From Box Burgers (who also have an outlet in Bray) I ordered a couple of cheeseburgers and a chicken burger — soft buns, good quality meat and tasty sauces and toppings. Pleasingly for every order you get to throw dice for the possibility of winning your burger for free. Next I ordered wings — regular and boneless from Just-Wing-It — moreish flavours and perfect with the Red Ale.
Vish Shop is an outpost of the Vegan restaurant Veginity which is currently homeless but actively seeking a new venue and they are the true star of Eatyard. Vish is a cassava based hunk of soft root veg mixed with seaweed, shaped like a wedge of fish and deep fried in ultra crispy batter. This should not work but does, mainly thanks to the batter. The texture is significantly softer than fish so I did tire of the novelty a little by around two-thirds through but I would order it again. Best of all (and the most satisfying taste of the day) were the Cauliflower Wings — chunks of cauliflower coated with Sriracha Sauce, spices and a touch of pineapple and served with Aioli and triple cooked crispy chips.

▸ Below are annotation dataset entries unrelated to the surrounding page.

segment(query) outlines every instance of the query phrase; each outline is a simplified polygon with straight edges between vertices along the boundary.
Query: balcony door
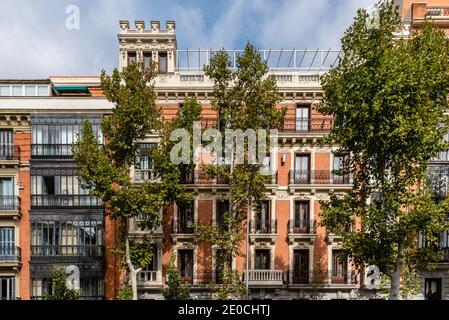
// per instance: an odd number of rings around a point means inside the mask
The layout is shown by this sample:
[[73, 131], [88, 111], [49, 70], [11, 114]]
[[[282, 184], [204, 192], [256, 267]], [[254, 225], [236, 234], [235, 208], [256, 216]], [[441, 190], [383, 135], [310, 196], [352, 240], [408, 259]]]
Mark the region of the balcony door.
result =
[[309, 283], [309, 250], [293, 251], [293, 283]]
[[229, 200], [217, 200], [216, 207], [216, 224], [221, 230], [227, 229], [227, 221], [225, 220], [225, 214], [229, 215]]
[[178, 266], [183, 283], [193, 283], [193, 250], [178, 251]]
[[310, 155], [297, 154], [295, 156], [295, 183], [310, 182]]
[[269, 249], [256, 249], [254, 270], [270, 270], [271, 259]]
[[0, 210], [14, 210], [14, 179], [0, 178]]
[[441, 300], [441, 278], [425, 280], [424, 297], [426, 300]]
[[189, 202], [188, 204], [179, 206], [178, 223], [178, 231], [180, 233], [193, 232], [193, 201]]
[[0, 159], [12, 159], [14, 156], [12, 130], [0, 130]]
[[309, 131], [310, 129], [310, 106], [296, 106], [296, 131]]
[[332, 251], [332, 282], [346, 283], [348, 275], [348, 262], [341, 250]]
[[262, 201], [256, 212], [256, 233], [271, 233], [270, 202]]
[[0, 261], [14, 258], [15, 251], [15, 232], [14, 228], [0, 228]]
[[16, 279], [14, 277], [0, 277], [0, 300], [14, 300], [16, 298]]
[[294, 233], [308, 233], [309, 230], [309, 201], [295, 201]]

These are a genius creation — textured, complex spicy, sweet and savoury — all at the same time.
We finished with a rather disappointing selection of doughnuts from Mr Doughnut — dry and lacking in flavour.
Obviously the vendors in Eatyard vary in quality a little, but overall standards are high with the added bonus of getting to hang out with people far prettier and cooler than you.
Thursday to Sunday, noon to 10pm
A properly cool food court beside an excellent pub with quality fast food aimed at vegans, carnivores and hipsters.